La máscara
Elsa era más madura que los niños de su edad. Su madre decía que era porque de bebé no quería perderse nada. No era una niña miedosa, se pasaba muchas noches en vela recorriendo la casa sin ningún temor.
Esa tarde, la niña se detuvo en el pasillo unos segundos antes de entrar en su cuarto y observó la máscara que vigilaba sin descanso la puerta de su habitación. La careta estaba hecha de vivos colores, tenía un semblante serio y de su cabeza salían unas cintas largas que terminaban en un cascabel.
Sus padres le habían contado hace años que la compraron en su viaje de novios a Venecia, en un mercadillo de segunda mano. El vendedor les aseguró que procedía de una casa supuestamente habitada por espíritus, de hecho, le contaron, que cuando pasaron por el puesto, una extraña fuerza les hizo cogerla y llevársela a casa.

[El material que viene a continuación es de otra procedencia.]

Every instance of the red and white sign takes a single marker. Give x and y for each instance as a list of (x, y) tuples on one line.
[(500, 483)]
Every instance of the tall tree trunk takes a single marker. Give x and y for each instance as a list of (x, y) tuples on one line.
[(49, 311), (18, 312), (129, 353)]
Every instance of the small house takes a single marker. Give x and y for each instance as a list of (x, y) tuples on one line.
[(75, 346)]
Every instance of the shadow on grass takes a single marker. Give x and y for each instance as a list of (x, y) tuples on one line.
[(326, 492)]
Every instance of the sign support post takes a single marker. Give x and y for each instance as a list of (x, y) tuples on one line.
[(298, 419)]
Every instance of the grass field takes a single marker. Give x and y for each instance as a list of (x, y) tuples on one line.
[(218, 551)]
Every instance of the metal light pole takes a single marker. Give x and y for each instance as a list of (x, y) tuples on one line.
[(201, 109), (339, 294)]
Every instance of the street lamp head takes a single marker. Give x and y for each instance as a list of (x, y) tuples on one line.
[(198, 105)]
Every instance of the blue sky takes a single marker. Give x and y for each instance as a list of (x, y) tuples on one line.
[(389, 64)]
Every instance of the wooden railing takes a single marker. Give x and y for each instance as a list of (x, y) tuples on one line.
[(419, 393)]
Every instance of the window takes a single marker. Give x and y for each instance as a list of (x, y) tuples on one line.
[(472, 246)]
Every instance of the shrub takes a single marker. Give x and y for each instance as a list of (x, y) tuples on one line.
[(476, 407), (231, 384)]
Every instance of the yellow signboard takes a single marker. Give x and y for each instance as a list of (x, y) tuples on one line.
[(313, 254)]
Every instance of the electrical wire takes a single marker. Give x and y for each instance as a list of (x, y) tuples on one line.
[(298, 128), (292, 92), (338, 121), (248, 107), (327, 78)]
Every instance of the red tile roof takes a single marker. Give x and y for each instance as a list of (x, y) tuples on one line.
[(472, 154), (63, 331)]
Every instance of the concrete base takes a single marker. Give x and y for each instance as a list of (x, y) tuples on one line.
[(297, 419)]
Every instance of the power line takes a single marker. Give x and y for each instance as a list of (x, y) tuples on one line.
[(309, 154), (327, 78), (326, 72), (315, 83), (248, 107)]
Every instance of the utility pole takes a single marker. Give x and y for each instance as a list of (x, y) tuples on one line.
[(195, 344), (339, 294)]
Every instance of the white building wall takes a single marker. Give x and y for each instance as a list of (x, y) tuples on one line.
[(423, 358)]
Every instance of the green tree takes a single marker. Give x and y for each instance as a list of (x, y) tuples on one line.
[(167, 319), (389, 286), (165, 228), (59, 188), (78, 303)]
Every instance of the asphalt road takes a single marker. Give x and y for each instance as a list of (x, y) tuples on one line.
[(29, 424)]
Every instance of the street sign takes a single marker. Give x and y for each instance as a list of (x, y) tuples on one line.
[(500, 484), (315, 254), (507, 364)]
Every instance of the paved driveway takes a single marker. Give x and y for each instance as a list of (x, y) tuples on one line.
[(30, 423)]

Al atardecer, Elsa se había disfrazado de zombi para pasar la tarde de Halloween con su pandilla.
Su amigo Javier, como siempre, se dedicó a narrar todas las terroríficas y horribles historias que le habían pasado a él y a su familia.
Contaba como paseando entre las frías estatuas de las lápidas del cementerio sintió como una mano fría agarraba su tobillo impidiéndole andar y experimentó cómo se le helaba la sangre. También relató que su tío Javier nunca jamás se acercaba a su maizal en la noche de los difuntos porque se le encogía el alma cuando creía oír las voces de los niños atrapados en el maíz.
Elsa tachaba de embustero a su amigo y nunca se creía sus historias. Pero aquella noche, ella misma pudo experimentar en su propio cuerpo el terror.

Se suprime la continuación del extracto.